Gene expression might change before morphological abnormality of the tissue, researchers demonstrated that macrophage C-type lectin receptor CLEC5A (MDL-1) mainly expressed in atherosclerotic lesional macrophages and elevated macrophage MDL-1 expression was associated with early plaque progression [12]. Pulanco MC et al. found that C1q promoted macrophage survival and improved foam cell function, which may play an important protective role in early atherosclerosis progression [33]. In addition, matrix metalloproteinases (MMPs) participated in different mechanisms fundamental to atherothrombotic progression [34, 35], such as MMP-12 [36] and MMP-2 [37].

In the current study, eight (HTR4, CA12, KLK2, DERL1, BCL6, LILRA2, HCK and MTF2) of 12 potential critical genes were upregulated. Oksala found that CA12 expression was elevated in atherosclerotic plaques compared to control tissues (internal thoracic artery controls). And CA12 protein was expressed in the atheromatous core and to some extent in all vessel layers in plaques of all vessel beds, while only sparse cells were positive in control vessels [38]. Chronic inflammation is a hallmark of atherosclerosis, Barish GD examined the impact of the transcriptional repressor BCL6 on atherogenesis and revealed BCL6-SMRT/NCoR complexes could constrain immune responses and contribute to the prevention of atherosclerosis [39]. HCK and FGR are two Src tyrosine kinases, Medina demonstrated that Hck/Fgr-deficiency leads to reduced atherosclerotic lesion with concomitant reductions in macrophage accumulation and, paradoxically, lesion stability [40]. HTR4 is a member of the family of serotonin receptors and associated with average and maximal carotid intima-media thickness measures [41]. Serotonin, also named as 5-hydroxytryptamine (5-HT), is a well-known vasoreactive amine that could affect the circulation of the heart. Human kallikrein 2 (KLK2, also called hK2) has an important in vivo regulatory function on Prostate-specific antigen (PSA) activity, and could convert the inactive precursor form of PSA to active PSA [42]. PSA is a member of the human kallikrein family of serine proteases [43] and PSA is an established marker of myocardial infarction [44].

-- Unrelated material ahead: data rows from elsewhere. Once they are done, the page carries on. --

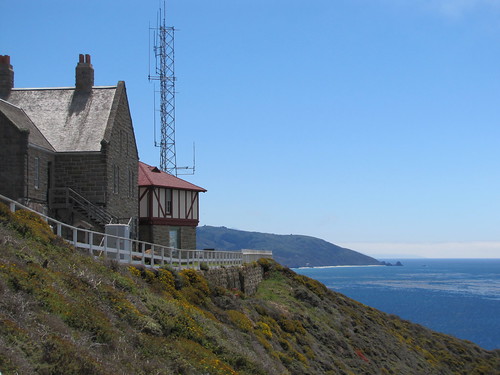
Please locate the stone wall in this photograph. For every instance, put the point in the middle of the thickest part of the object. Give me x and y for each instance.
(245, 278)
(40, 164)
(83, 172)
(188, 238)
(122, 161)
(13, 144)
(160, 234)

The other four (KISS1, CAMK2B, CNGB1 and DDC) of 12 OFGs were downregulated. The encoded protein of DDC catalyzes the decarboxylation of L-5-hydroxytryptophan to serotonin, which is a well-known vasoreactive amine. Kisspeptins are the endogenous cleavage products of the KiSS1 protein, they function as potent vasoconstrictors, and the response could comparable to angiotensin (Ang)-II in the coronary artery; In addition, Kisspeptins’ receptor, G protein-coupled receptor 54, is discretely located at atherosclerosis-prone vessels [45]. The product of CAMK2B belongs to serine/threonine protein kinase family. Akt (a serine/threonine protein kinase B) is an important signaling mediator which includes various Akt isoforms, such as Akt1, Akt2, and Akt3 [46]. Researchers reported that, in apoE-deficient mice, the loss of Akt1 leaded to severe atherosclerosis [47] and Akt3 deficiency in macrophages promoted foam cell formation and atherosclerosis [48]. T lymphocytes participate in the chronic inflammatory reaction and ultimately lead to the occurrence and development of acute coronary syndrome (ACS) [49, 50]. CNGB1 also called GARP, Zhu et al. found that the expression of GARP in CD4+ T cells of ACS patients was lower than those of control patients [51]. Circulating CD4+ CD25+ GARP+ Tregs were impaired in patients with ACS, targeting GARP might promote the protective function of Tregs in ACS [52].

This study used three kinds of machine learning methods (SVM, RF and LR) to construct genetic classification model of CAD. The SVM, RF and LR have been widely applied for discriminant analyses or biomarker identification in diseases, such as acute coronary syndromes [53], osteosarcoma [54], lung adenocarcinoma [55], rheumatoid arthritis [56], chronic obstructive pulmonary disease [57]. Several studies also compared these three classifiers to find the best one as disease classification models [58,59,60]. In the present study, the SVM classifier showed the best classification efficacy (AUC in the internal and external validation were 0.996 and 0.813, respectively) and was considered as the optimal machine learning method in this study.

Some strengths and limitations of the current study should be acknowledged. Firstly, feature gene selection was the basis of the model construction, this study conducted both WGCNA and RFE algorithm to identify gene features. WGCNA is an advanced systems biology-based approach used for finding molecular mechanisms and for linking the information to phenotypic traits [19]. WGCNA has been widely and successfully used to identify candidate biomarkers and gene modules highly associated with disease [19]. The combined application of WGCNA and RFE in the current study might find the optimal gene features associated with CAD to the maximum extent. Secondly, we included a sufficient number of samples, excluded the unqualified sample, and removed the batch effect between datasets, which made our statistical analyses more reliable. Thirdly, this study performed three kinds of machine learning methods to construct classifiers, and the classification efficacy was compared. Finally, both internal and external validation were conducted to examine the performance of three classifiers and the best classifier was selected. Limitations were as follows: Firstly, we only analyzed the gene expression profiles, but the clinic information was not taken into account since the data was not available. Secondly, the optimal feature genes related to CAD should be further validated by real-time polymerase chain reaction with a larger sample size and functional experiments. Eventually, whether the genetic classification model could be used in practice is currently unknown and should be explored in future studies.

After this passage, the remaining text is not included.